Rosie and George are two devoted Birmans who urgently need a foster home. Sadly there elderly owner has been taken into care, suffering from dementia and they have been left alone.

Rosie is Lilac female, and though she has no health issues, she is blind. Her brother, George, is a chocolate point, again with no health issues, but is deaf, and so shouts quite loud, bless him!

They are totally dependant on each other. Birman Rescue are looking for someone who is willing to care for them for their remaining years. We will of course meet any veterinary bills.

That special someone must have no other pets or children and generally lead a peaceful lifestyle.

Have you the time and patience to care for this pair?

Please contact Angie 01785 251609 or email the rescue [email protected] if you can help.

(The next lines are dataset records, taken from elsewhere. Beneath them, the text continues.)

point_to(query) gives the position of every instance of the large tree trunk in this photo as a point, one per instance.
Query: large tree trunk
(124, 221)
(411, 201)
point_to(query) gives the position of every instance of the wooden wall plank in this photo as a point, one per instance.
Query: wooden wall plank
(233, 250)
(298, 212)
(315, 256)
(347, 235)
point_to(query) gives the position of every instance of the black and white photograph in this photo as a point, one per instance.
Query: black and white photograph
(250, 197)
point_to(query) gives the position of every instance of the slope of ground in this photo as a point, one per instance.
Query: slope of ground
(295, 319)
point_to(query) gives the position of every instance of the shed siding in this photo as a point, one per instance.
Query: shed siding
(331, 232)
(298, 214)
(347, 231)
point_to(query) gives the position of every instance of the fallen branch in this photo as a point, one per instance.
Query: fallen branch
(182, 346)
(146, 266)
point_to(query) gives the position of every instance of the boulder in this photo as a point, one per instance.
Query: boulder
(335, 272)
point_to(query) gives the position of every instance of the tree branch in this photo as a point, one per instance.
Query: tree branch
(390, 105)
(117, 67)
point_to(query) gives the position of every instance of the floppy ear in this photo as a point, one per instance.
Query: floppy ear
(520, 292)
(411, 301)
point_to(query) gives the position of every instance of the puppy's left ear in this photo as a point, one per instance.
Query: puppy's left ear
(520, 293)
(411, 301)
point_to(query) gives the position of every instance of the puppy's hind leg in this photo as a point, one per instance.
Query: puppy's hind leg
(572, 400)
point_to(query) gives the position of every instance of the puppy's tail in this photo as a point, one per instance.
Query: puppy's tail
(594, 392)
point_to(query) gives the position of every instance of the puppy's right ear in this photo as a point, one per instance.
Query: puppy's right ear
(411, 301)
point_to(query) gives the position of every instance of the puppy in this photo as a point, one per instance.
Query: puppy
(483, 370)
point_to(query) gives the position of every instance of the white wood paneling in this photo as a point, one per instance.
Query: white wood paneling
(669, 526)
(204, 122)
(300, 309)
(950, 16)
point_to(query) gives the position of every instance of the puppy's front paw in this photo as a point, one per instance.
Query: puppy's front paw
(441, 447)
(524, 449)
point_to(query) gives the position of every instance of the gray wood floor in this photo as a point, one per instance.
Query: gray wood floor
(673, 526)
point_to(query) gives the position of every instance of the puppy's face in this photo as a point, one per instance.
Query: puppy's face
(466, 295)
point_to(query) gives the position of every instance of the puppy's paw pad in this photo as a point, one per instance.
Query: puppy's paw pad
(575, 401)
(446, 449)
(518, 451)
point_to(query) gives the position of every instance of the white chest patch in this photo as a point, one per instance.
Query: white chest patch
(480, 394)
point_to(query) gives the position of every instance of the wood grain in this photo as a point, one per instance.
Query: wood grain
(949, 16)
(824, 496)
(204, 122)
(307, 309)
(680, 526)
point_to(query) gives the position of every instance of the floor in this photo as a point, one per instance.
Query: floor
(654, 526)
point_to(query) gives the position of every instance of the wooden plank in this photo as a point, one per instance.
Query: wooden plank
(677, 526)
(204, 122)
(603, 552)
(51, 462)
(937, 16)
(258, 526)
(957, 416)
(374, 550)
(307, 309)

Special homes needed for our Rescue Birmans


----------



## hobbs2004 (Mar 12, 2010)

Oh, gosh. I hope they find someone!


----------



## messyhearts (Feb 6, 2009)

I hope so too. They are 19 years old.


----------



## Gem16 (Aug 5, 2010)

Oh bless their quite old  keep us updated?


----------



## rcmadd (Feb 6, 2011)

cannot help unfortunatly..:sad:

got 5 cats and 4 dogs...


----------



## IndysMamma (Jan 15, 2009)

I have someone who may be interested but she can't promise... will let you know asap


----------



## messyhearts (Feb 6, 2009)

Brill. Direct her to Angie (details in OP). Hope they find a home quickly.


----------



## Gem16 (Aug 5, 2010)

Fingers crossed!


----------



## kelly-joy (Oct 14, 2008)

Good luck with them, I love birmans I have one naughty seal tabby of my own. feel free to put them on our site if you have no luck
Animal Lifeline UK: Helping Rescues with Homechecking, Fostering, Transport, Fundraising, Rehoming and more!


----------



## rcmadd (Feb 6, 2011)

kelly-joy said:


> Good luck with them, I love birmans I have one naughty seal tabby of my own.


i have a naughty lilac tabby boy...but only to judges..


----------



## messyhearts (Feb 6, 2009)

Possible home found.


----------